Um senhor fugiu a correr com o televisor na cabeça, e o filho atrás dele. Uma senhora com a botija. Outas mães a fugirem com os filhos no colo. Tinha uma senhora que tinha uma cantina, todos na casa dela estavam a fugir menos a mãe dela, que dizia que não pode fugir, tem que ficar para controlar a cantina, senão vão roubar.

Todos estavam a fugir para a ponta da rua, que seria o lugar mais seguro caso houvesse uma explosão maior. Minha mãe não pegou nada, além de nós. Corremos até a ponta da rua. Quando chegamos lá, demos conta que faltava alguém. Uma das minhas irmãs cassulas, havia ficado lá. Minha mãe ficou aflita. Quis ir pra lá. Mas antes que desse um passo, eu vi minha irmã mais velha ir lá. Nunca vi a Yola a correr tão rápido como naquele dia. Nós a perdemos de vista no meio da multidão. Minha ficou ainda mais aflita, porquê agora duas filhas estavam no perigo. Pouco a pouco as pessoas foram chegando e começou a ficar uma confusão no lugar.

Ouvimos mais uma explosão.
Quando vi aquilo comecei a tremer, minha mãe também. Começou a perguntar aos que vinham, se tinham visto minhas irmãs, mas todos diziam que não. Mas, nosso coração começou a esfriar de aflição, quando vimos, minha irmã Yola, a vir no meio da multidão. A segurar outra minha irmã pela mão. Eu comecei a ver já tudo camara lenta, tipo nos filmes. Ela suja com a poeira, a vir bem pausada, tipo nos filmes. Minha mãe as abraçou e lhes deu buede beijos, embora a tenha ralhado depois por ela ter ido daquele jeito. No fim de tudo as coisas se acalmaram.

Uma parte da casa do Evaristo ficou estragada por causa da explosão, mas depois resolveu – se. A explosão não se alastrou, então os danos foram mesmo só na casa do meu camba Evaristo e pra o dono da cabine elétrica.

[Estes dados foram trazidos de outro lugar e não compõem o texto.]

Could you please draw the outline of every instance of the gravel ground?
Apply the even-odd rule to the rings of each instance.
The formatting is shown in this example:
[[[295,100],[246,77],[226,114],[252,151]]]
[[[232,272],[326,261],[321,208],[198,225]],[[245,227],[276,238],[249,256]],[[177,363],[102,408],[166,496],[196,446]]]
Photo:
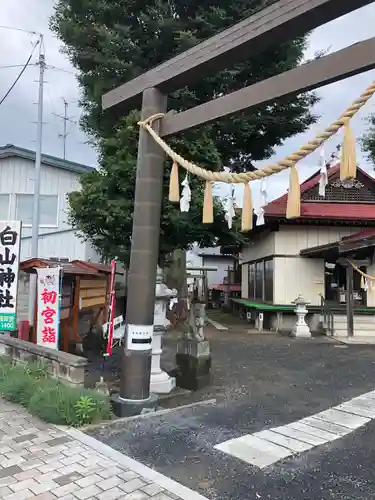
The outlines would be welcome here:
[[[239,328],[239,327],[238,327]],[[292,340],[244,329],[208,330],[212,384],[163,402],[171,407],[116,427],[88,431],[97,439],[200,492],[210,500],[375,499],[374,425],[259,469],[214,445],[315,414],[375,389],[373,346],[341,347],[325,338]],[[166,359],[173,358],[173,336]]]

Ficamos aí por mais uns trinta minutos, as pessoas tinham receio que ainda tivesse uma outra explosão.
Quando meu pai chegou do trabalho ficou surpreso quando viu quase todo bairro na rua. Depois voltamos pra nossa casa, e contamos tudo ao meu pai. Naquele dia, o bairro dormiu tarde, quase todo mundo ficou na rua por mais umas horas as escuras.

Também, fiquei muito admirado com a coragem da minha irmã ao ir no meio daquela explosão de faíscas. Ela era mesmo uma heroína corajosa.

No fim, tudo acabou bem.
Algum tempo depois, a cabine voltou a explodir pela segunda vez. Mas essa explosão de faíscas fica pra outra hora.